Required Skills & Experience

Core Skills: PySpark & Dataproc

• Strong expertise in Python, with extensive hands-on experience using PySpark

• Deep experience developing, tuning, and optimizing Spark batch and streaming workloads

• Practical experience with Google Cloud Dataproc, including:

o Cluster lifecycle management

o Initialization actions and custom configurations

o Autoscaling policies and cost optimization

o Use of ephemeral clusters for job-based execution

• Solid understanding of Spark internals (execution plans, caching, partitions, joins, shuffles, checkpointing)

Google Cloud Platform (GCP)

• Strong working experience with core GCP services, including:

o BigQuery for analytics and data warehousing

o Google Cloud Storage (GCS) as a data lake

o Cloud Run for containerized data services and microservices

o Cloud SQL for relational and transactional workloads

o Pub/Sub for event-driven and streaming ingestion

• Familiarity with IAM, service accounts, and secure service-to-service communication

Programming Languages

• Advanced proficiency in Python for production data pipelines

• Experience with Scala and/or Java for Spark development is a plus

• Ability to write clean, testable, and well-documented code

Data Storage & Processing

• Proven experience designing data lakes on GCS, including:

o Partitioning strategies and lifecycle management

o Optimized file formats such as Parquet and Avro

• Strong experience integrating Spark pipelines with BigQuery

• Knowledge of data modeling concepts for analytics and reporting

Workflow Orchestration

• Experience orchestrating pipelines using:

o Apache Airflow (Cloud Composer), or

o Native Dataproc job submissions and workflow templates

• Familiarity with monitoring, alerting, retries, and dependency management

Data Pipeline Design

• Strong experience designing and developing end-to-end data pipelines

• Ability to build scalable, fault-tolerant, and maintainable systems

• Hands-on experience implementing data validation, error handling, logging, and monitoring

• Experience working with both batch and streaming processing patterns

Streaming & Event Driven Processing

• Hands-on experience with streaming data pipelines

• Practical understanding of event-based ingestion and near real-time processing

Other Requirements

1.Relevant certifications in apache spark, scala, or python are a plus
Information at a Glance

Why HCLTech?

At HCLTech, you'll supercharge your potential. You'll find your career. And you'll find your spark. All at a place that knows that helping its customers stay on top starts by putting its people first.
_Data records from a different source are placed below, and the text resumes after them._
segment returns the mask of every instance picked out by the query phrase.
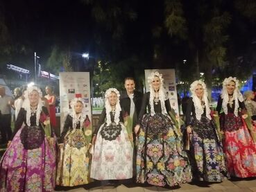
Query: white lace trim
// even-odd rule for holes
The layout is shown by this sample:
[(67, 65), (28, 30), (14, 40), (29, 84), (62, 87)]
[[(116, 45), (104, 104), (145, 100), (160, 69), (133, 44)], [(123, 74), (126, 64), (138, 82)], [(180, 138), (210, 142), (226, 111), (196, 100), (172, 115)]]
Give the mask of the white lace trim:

HCLTech is a global technology company, home to more than 226,300 people across 60 countries, delivering industry-leading capabilities centered around digital, engineering, cloud and AI, powered by a broad portfolio of technology services and products. We work with clients across all major verticals, providing industry solutions for Financial Services, Manufacturing, Life Sciences and Healthcare, Technology and Services, Telecom and Media, Retail and CPG, and Public Services. Consolidated revenues as of 12 months ending December 2025 totaled $14.5 billion.

Benefits

At HCLTech, we believe in empowering our employees with comprehensive benefits that support their professional growth and enhance their well-being. When you sign up for a career with us, you gain access to:

Industry-benchmarked compensation

Best-in-class healthcare benefits

Personal time off

Maternity and paternity benefits

Access to skills / higher education programs/resources

Discounts on products and services via Benefit Box

Participate in CSR programs and live life with a purpose

Opportunities to grow and advance your career

Note: The benefits listed above vary depending on the nature of your employment and the country where you work. Some benefits may be available in some countries but not in all.